Rediscovering Alberta

“ I saw in their eyes something I was to see over and over in every part of the nation–a burning desire to go, to move, to get under way, anyplace, away from any here… nearly every American hungers to move.”

– John Steinbeck, Travels with Charley: In Search of America

I gave the prairies a chance to steal my heart, but in the end, I could not make my home there. The Canadian prairies are stunning. Covid made it difficult to connect with people or establish relationships with fellow travellers or anyone else there.

Why Alberta people are so tough

Albertans are in general, hard bitten and tough. Survivors from the very beginning. By beginning I mean when homestead land was taken from the native Cree people and given to anyone willing to clear and farm 10 mosquito infested acres per year with just a swede saw, an axe, and an ox (if they were wealthy enough to buy one).

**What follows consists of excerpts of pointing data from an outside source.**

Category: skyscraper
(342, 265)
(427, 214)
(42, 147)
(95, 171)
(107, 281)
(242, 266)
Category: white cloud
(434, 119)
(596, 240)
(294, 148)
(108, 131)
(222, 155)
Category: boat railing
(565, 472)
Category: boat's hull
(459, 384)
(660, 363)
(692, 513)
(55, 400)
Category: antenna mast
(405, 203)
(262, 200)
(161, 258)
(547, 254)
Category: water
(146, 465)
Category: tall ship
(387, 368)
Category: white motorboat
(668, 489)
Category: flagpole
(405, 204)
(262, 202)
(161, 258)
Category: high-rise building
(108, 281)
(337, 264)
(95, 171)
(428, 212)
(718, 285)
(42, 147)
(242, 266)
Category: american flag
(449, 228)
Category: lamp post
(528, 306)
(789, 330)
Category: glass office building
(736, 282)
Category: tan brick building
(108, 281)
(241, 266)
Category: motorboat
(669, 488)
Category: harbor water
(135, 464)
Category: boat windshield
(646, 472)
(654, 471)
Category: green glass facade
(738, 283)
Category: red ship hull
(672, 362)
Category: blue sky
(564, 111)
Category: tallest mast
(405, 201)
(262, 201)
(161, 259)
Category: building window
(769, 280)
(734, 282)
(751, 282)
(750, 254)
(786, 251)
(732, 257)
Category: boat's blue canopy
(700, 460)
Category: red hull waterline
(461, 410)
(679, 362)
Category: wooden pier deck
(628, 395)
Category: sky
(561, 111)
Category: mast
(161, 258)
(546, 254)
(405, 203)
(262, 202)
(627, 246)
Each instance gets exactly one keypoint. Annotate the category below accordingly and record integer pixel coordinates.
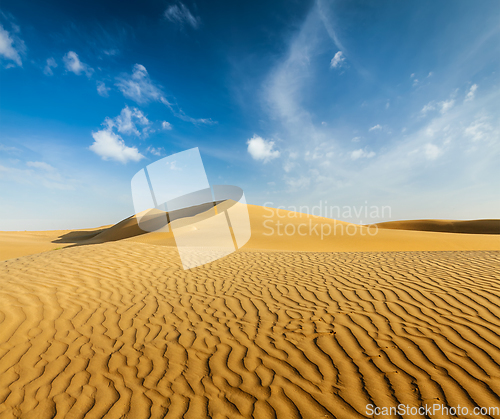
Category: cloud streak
(181, 15)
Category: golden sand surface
(117, 329)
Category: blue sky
(355, 103)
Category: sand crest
(118, 329)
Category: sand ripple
(120, 330)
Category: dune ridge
(120, 330)
(446, 226)
(418, 235)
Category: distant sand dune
(296, 232)
(446, 226)
(289, 326)
(120, 330)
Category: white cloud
(298, 183)
(51, 63)
(73, 64)
(41, 165)
(480, 130)
(338, 60)
(128, 120)
(362, 154)
(446, 105)
(139, 87)
(432, 151)
(471, 93)
(102, 89)
(261, 149)
(157, 151)
(110, 146)
(11, 46)
(181, 15)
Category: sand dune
(120, 330)
(289, 326)
(446, 226)
(289, 231)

Thousands of would be settlers turned on their heels and headed back to Winnipeg, Montreal, or Toronto after they’d given their best and their all to the unrelenting wilderness that was Alberta well into the 20th century. I doubt there were any wimps among the 1000’s of people that stayed behind through Canada’s harshest climate and left a legacy of hundred of thousands of acres of cleared and cultivated land. From such tough stock grew much of the present population of Alberta.

How rediscovering Alberta led me home

No Alberta native, I grew up across Canada until I landed on the edge of Georgia Strait in the Comox Valley. By August, I knew the bleak beauty of the Alberta landscape would be overwhelming and way too cold for me when winter came. And then there was the whole house issue.

Did I really want:

  • To go back to owing money to a bank for a property the bank would (technically) own until the end of my payments on a mortgage or the end of my life?
  • The work and worry that comes with owning a house?
  • To give up the freedom that I am finally experiencing after a lifetime of working on houses that are owned by the bank that loaned me the money to buy them?

The answer to all of these questions is “No”:

I am currently free to go wherever I please, without the burden of any of the financial hardship that accompanies home ownership or any form of permanent abode. I am for now a nomad. My heart yearns to explore open roads, to see old friends and new vistas.

I have never been happier than with the simple life I am living in the Arfpod. For the time being, I will head home to the Ocean for winter and stay until May. Then travel back across the prairies when the weather warms and the fields were waiting to be planted with canola, flax and sunflowers. Where my newly walking granddaughter and grandson will be waiting for adventures with Nan.

So one inevitable day, it came time to say a tearful goodbye to my family and to a few new friends, to return to the Island. In my travels, I have found a few truths and a few lies and pretty much everything in between.